Römische Glaskunst im Rheinland

Klaus A.E. Weber

 

Kölner Schnörkel │ Kölner Schlangenfadengläser │ Muschelpokale

Prachtgläser mit Fadenschmuck, Bemalung und plastischem Dekor [11]

Zweite Hälfte 2. Jahrhundert bis erste Hälfte 3. Jahrhundert

Mit kunstvollen Applikationen heißer Glasfäden auf der transparenten Glaswandung wurden gegen Mitte des 2. Jahrhunderts in Köln dekorative "Schlangenfadengläser" von besonderer Qualität, unterschiedlicher Größ und unterschiedlich ausgeführtem Schlagenfadendekor kreativ gestaltet:

  • transparente Glasfäden auf transparentem Glas
  • opakfarbene, selten vergoldete transparente Glasfäden auf transparentem Glas

Ursprünglich entwickelt wurde das Schlangenfadendekor in der Mitte des 2. Jahrhunderts im östlichen Mittelmeerraum, wahrscheinlich in Syrien.

 

Schlangenfadenflasche

Römisches Reich

Östl. Mittelmeergebiet

Syrien

1. Hälfte 3. Jahrhundert v. Chr.

Glasmuseum Hentrich

Museum Kunstpalast Düsseldorf [53]

© [hmh, Foto: Klaus A.E. Weber

 

In der zweiten Hälfte des 2. Jahrhunderts wurde die Herstellung der kunstvollen Schlangenfadengläser in einer Kölner Werkstatt übernommen - mit einem Höhepunkt der innovativen und experimentierfreudigen Produktion während der ersten Hälfte des 3. Jahrhunderts.
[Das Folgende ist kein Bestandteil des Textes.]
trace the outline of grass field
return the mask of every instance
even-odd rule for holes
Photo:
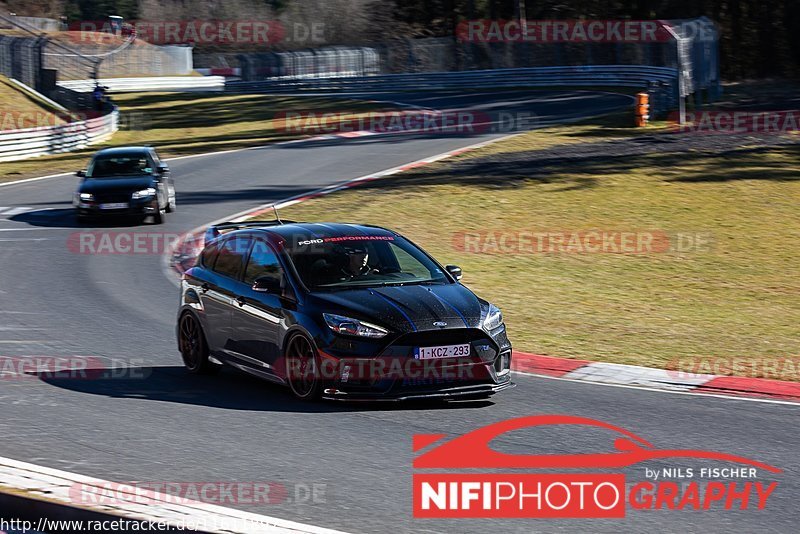
[[[800,362],[800,145],[724,146],[717,137],[697,141],[710,148],[648,153],[634,134],[533,131],[281,216],[388,226],[459,264],[464,283],[504,310],[518,350],[667,368],[683,360],[681,369],[701,359],[722,363],[703,368],[722,374],[724,362],[744,358],[749,375],[800,379],[786,363]],[[628,153],[603,155],[613,145],[581,157],[576,141]],[[588,230],[655,232],[670,248],[504,252],[488,240]],[[464,233],[481,232],[465,249]],[[702,243],[689,246],[695,238]]]
[[[0,130],[35,127],[37,117],[43,115],[53,121],[49,124],[63,124],[64,121],[52,111],[17,89],[8,78],[0,76]]]
[[[75,171],[86,166],[92,153],[106,146],[151,144],[170,157],[302,137],[280,128],[274,120],[278,112],[344,108],[357,115],[387,107],[335,98],[216,93],[123,93],[113,98],[125,129],[110,141],[76,152],[0,163],[0,181]]]

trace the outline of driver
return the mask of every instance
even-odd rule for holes
[[[344,256],[344,265],[342,265],[342,273],[349,278],[357,276],[365,276],[377,272],[375,269],[370,269],[369,252],[367,249],[360,245],[347,245],[342,247],[342,254]]]
[[[323,284],[347,282],[355,278],[377,274],[369,266],[369,253],[363,245],[336,245],[330,261],[322,258],[314,262],[314,277]]]

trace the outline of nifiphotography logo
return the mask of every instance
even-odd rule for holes
[[[507,454],[491,442],[507,432],[571,425],[615,435],[613,452]],[[634,510],[763,510],[778,483],[777,467],[723,452],[658,449],[645,439],[602,421],[569,415],[536,415],[501,421],[447,441],[417,434],[414,451],[416,518],[622,518]],[[697,467],[664,467],[670,460]],[[626,482],[609,473],[645,462],[644,480]],[[419,470],[436,470],[420,473]],[[476,470],[490,472],[476,472]],[[547,473],[519,472],[545,469]],[[569,473],[552,473],[553,470]],[[446,472],[468,470],[464,473]],[[509,472],[503,472],[509,470]],[[511,472],[513,470],[513,472]],[[596,470],[599,472],[589,472]],[[680,479],[679,485],[672,479]],[[688,481],[688,482],[687,482]]]

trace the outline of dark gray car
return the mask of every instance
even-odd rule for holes
[[[79,221],[107,217],[152,216],[155,224],[175,211],[175,185],[169,167],[148,146],[107,148],[97,152],[82,178],[73,204]]]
Außerhalb von Köln konnten im Verlauf der Agrippa-Straße (Zülpich) in einem römerzeitlichen Steinsarkophag aus der zweiten Hälfte des 3. Jahrhunderts n. Chr. auch gut erhaltene Glasobjekte (wahrscheinlich Kölner Werkstätten) geborgen werden.[56]

Hierzu zählen

  • eine Griffschale in Form einer Henkelschale mit "Kölner Schnörkel" aus opaken weißen und blauen Glasfäden
  • drei zylindrische Parfümfläschchen mit kleinen Delphin-Henkeln
  • ein kleines, kugeliges Glasfläschchen mit eingeritzter Umschrift "Utere Felix" am Halsansatz

Beispiele eigenwilliger. exquisiter Kölner Prachtgläser mit Schlangenfadendekor ("Schlangenfadengläser") und Muschelpokale (Grabbeigaben) [1] [11]

 

Farbig verzierter "Muschelpokal"

um 200 n. Chr. [30]

schlanker Becher mit

Tellerfuß aus farblosem Glas

Schlagenfadendekor

und Muschelkorb

Römisch-Germanisches Museum

Köln

© [hmh, Fotos: Klaus A.E. Weber

 

Das "Meisterstück"

spätes 2. Jahrhundert [31]

linsenförmige Flasche

mit Henkeln auf Tellerfuß

farbloses Glas

kostbares Schaugefäß mit Eichenblatt- und Girlandendekor

Römisch-Germanisches Museum Köln

© [hmh, Fotos: Klaus A.E. Weber

 

Taubenhaus-Parfümbehälter

Singuläre, plastisch dekorierte

"Taubenflasche"

spätes 2. Jahrhundert

Taube als Symbolfigur der Venus [30]

Römisch-Germanisches Museum

Köln

© [hmh, Foto: Klaus A.E. Weber

 

Gläser mit Bemalung [10][39]

1. Jahrhundert - 4. Jahrhundert

Bemalte Glasgefäße waren Luxusartikel und auch Grabbeigaben von der frühen Kaiserzeit bis in die Spätantike.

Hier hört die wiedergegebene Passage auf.